His eyes came up and began to circle the room while a tightness grew in his chest. He was looking for hiding-places now, not knowing whether the woman who had left the lipstick on that cigarette was still here or not. But there was no place of concealment in this room and the only doorway, other than the one through which he had entered, opened to an inner hall almost directly ahead.'

The tightness was still with him as he moved silently forward. He had smelled smoke when he entered, but it had seemed stale then and now he knew it wasn't. Somehow he had the feeling that the smoker was still in the apartment and, moving into the hall and seeing the closed door there, he decided he was about to get a few answers.

He took his time about it, seeing the open doorway leading to a bedroom, another doorway, and the kitchen beyond. He glanced into the bedroom but did not leave the hall. He looked into the kitchen. He came back to the closed door, deciding it was a closet, that if he was in a hurry to hide he might pick it as a likely place.
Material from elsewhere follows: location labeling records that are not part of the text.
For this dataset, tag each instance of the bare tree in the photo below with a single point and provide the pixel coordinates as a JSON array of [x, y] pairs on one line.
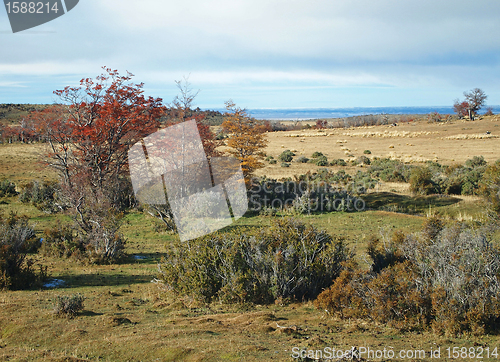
[[476, 98]]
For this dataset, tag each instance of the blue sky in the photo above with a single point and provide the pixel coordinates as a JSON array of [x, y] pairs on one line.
[[265, 53]]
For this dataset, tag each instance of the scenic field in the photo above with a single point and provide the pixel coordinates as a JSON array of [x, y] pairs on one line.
[[129, 316]]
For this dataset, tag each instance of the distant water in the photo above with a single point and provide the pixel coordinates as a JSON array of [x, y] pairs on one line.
[[318, 113]]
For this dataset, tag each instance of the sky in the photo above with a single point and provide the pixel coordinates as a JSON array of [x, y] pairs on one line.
[[265, 53]]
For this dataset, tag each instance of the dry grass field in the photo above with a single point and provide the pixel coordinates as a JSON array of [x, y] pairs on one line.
[[413, 142], [126, 317]]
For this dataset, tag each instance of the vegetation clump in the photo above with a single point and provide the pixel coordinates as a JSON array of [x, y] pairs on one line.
[[69, 306], [7, 188], [17, 239], [286, 156], [287, 261], [445, 279]]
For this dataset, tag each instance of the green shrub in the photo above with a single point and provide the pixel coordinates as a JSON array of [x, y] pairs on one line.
[[321, 161], [338, 162], [489, 186], [390, 170], [421, 182], [69, 306], [302, 159], [288, 260], [42, 195], [446, 279], [7, 188], [286, 156], [17, 239], [363, 160], [61, 242]]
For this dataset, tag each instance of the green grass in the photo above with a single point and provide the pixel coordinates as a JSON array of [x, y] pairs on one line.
[[126, 317]]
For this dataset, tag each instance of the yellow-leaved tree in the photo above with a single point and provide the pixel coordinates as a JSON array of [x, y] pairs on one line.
[[246, 139]]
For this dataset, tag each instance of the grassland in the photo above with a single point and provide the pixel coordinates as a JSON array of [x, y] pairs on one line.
[[127, 317]]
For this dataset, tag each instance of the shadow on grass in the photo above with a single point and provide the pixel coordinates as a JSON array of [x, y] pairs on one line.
[[388, 200], [89, 313]]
“Come on out!” he said abruptly, and reached for the knob. He yanked the door toward him, the camera still in his left hand. And then, drawn back against the coats that hung there, he saw her—the girl who had come to the studio looking for Perry Austin the evening before.

She wore a loose coat, a hat of dark green felt. Her face was white and set and that made her lipsticked mouth look scarlet; her eyes were wide and startled, but in their hazel depths was determination rather than fear. Under her left arm was an oversized handbag. In her right fist was a tiny automatic.

For a long moment the tight hard silence held them mute and immobile. She let her breath out slowly, waited, then caught it sharply. The silence fled and Casey's mouth tightened into a thin, hard line. He looked at the gun, let his narrowed stare come back to hers, and found it steady and defiant.

“Hello,” he said finally. “Remember me?”

Something flickered in the hazel eyes and died away. Her voice came cold and distant. “Please step away from that door!”

Casey sized her up again, measuring the gun, not knowing what this was all about but deciding not to grab for it. He grinned crookedly and backed slowly into the living-room. “All right,” he said. “You finally found him, didn't you?”

She followed silently, circling as he stood there, avoiding the symbol of death on the floor but not looking at it.

“What did you want with him last night? When I met you out in the hall you said he wasn't in.”

“He wasn't.”

“He's been dead quite a while.” He was moving slowly toward the door as he spoke, trying to work closer and cut her off. Suddenly she saw what he was doing and stopped.

“Stand right where you are, please.”

Casey took another slow step, his eyes smoldering, speculative.